Throughout their testimonies, blame is firmly placed on General Feketehalmy-Czeydner and Colonel Grassy, the former given to patriotic rabble-rousing (”I shall not abide cowardice! More zeal! More fighting spirit!”), the latter favouring largely indiscriminate slaughter: at one point, Grassy orders an entire group of suspects to be killed because the forty partisans he’s after are presumably among them. To sidestep justified suspicions that they’re crudely opting for the (concurrent) Nuremberg defence that only the people giving the orders were to blame, the conveniently dead Corporal Dorner (István Avar) becomes the primary scapegoat, being shown drunkenly killing an innocent (Jewish) electrician and his son. Grassi allegedly refuses to take any action, telling Büky that when Germans are invading, concern for individual Jews is misplaced, and that punishing men for trivial infractions would demoralise them.

It’s the fourth and most militarily junior cellmate, Corporal Szabó, who is the most honest, presumably because he lacks either the authority or the political nous to transfer blame. Also, as an underling, he was compelled to participate in the massacre because the alternative would have been near-certain death for himself. While he also uses the “only obeying orders” defence, he knows that it has much more justification in his case, and can therefore go into the kind of detail that his colleagues have been deliberately shying away from - in the process revealing information about the near-certain fate of Büky’s wife that causes Büky’s previously controlled, quasi-aristocratic demeanour to suddenly vanish. This explosion of violent rage is doubly revealing, simultaneously exposing Büky’s total selfishness (having previously regarded the fate of thousands with something close to equanimity) and demonstrating how even someone as outwardly quiet, bookish and ‘civilised’ as him can be goaded into committing atrocities given a convincing enough excuse.

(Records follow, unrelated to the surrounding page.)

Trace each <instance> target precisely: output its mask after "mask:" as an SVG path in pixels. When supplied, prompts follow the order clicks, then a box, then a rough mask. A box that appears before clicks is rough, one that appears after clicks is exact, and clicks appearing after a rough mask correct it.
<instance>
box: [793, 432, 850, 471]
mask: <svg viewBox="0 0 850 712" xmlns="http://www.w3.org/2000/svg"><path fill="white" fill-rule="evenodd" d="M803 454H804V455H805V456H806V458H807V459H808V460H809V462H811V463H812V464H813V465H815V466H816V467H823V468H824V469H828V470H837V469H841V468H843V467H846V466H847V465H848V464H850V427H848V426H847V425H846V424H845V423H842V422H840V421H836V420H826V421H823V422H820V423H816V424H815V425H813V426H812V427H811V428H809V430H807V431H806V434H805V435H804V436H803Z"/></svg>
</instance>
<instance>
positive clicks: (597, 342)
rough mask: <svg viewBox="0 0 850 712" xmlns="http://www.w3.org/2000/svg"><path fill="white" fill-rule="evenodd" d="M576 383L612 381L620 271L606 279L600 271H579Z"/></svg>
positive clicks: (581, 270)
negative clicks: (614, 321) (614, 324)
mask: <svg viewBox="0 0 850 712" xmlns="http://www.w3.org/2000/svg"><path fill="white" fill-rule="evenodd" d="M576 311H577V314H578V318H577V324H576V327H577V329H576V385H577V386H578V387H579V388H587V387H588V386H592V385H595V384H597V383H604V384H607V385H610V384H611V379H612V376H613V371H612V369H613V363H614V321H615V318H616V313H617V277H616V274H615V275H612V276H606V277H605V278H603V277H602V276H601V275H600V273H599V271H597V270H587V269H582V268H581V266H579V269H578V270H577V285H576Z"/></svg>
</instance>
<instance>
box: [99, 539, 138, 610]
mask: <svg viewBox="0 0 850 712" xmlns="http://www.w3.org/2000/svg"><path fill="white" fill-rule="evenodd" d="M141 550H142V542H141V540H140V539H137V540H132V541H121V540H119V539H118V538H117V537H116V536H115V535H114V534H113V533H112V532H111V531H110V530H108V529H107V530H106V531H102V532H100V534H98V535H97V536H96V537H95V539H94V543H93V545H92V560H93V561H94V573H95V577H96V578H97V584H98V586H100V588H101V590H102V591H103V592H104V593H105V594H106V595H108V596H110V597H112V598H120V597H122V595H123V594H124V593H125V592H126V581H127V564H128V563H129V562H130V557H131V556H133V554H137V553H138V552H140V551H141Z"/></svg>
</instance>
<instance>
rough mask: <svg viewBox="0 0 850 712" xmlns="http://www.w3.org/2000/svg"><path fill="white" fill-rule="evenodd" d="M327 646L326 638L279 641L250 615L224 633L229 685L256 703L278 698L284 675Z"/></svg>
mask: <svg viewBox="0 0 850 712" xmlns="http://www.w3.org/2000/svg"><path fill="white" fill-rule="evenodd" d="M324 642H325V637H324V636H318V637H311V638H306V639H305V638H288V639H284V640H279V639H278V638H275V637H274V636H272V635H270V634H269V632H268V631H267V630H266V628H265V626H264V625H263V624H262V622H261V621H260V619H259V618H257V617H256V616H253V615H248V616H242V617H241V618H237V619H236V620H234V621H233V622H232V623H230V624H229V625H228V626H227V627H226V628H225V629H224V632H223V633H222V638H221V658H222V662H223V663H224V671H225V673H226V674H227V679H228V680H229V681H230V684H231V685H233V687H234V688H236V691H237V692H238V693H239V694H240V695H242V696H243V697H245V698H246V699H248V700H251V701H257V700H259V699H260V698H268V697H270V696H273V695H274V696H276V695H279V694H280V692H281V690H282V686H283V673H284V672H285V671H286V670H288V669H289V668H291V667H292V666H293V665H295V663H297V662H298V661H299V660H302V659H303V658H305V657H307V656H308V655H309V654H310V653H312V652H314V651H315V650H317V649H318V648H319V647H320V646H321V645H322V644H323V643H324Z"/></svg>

Unlike Zoltán Fábri’s near-contemporaneous Twenty Hours (Húsz óra, 1965), where the portrait gradually assembled by the flashbacks indicated a community of sharply divergent views and opinions, here Kovács uses four very different testimonies to paint what is ultimately a wholly coherent picture of the same event, with each man bearing equal moral guilt for what happened - if they weren’t actual participants, like Szabó, they could have taken some kind of action to stop or minimise it. The film’s dominant message (expressed unusually bluntly by the elliptical standards of mid-1960s Hungarian cinema), that for evil to triumph it is necessary for good men to do nothing, could just as easily be transferred to any number of contentious political and military situations. Kovács was clearly challenging his Hungarian audience to think about this and similar events, many of which would have happened well within the lifetimes of a mid-1960s audience.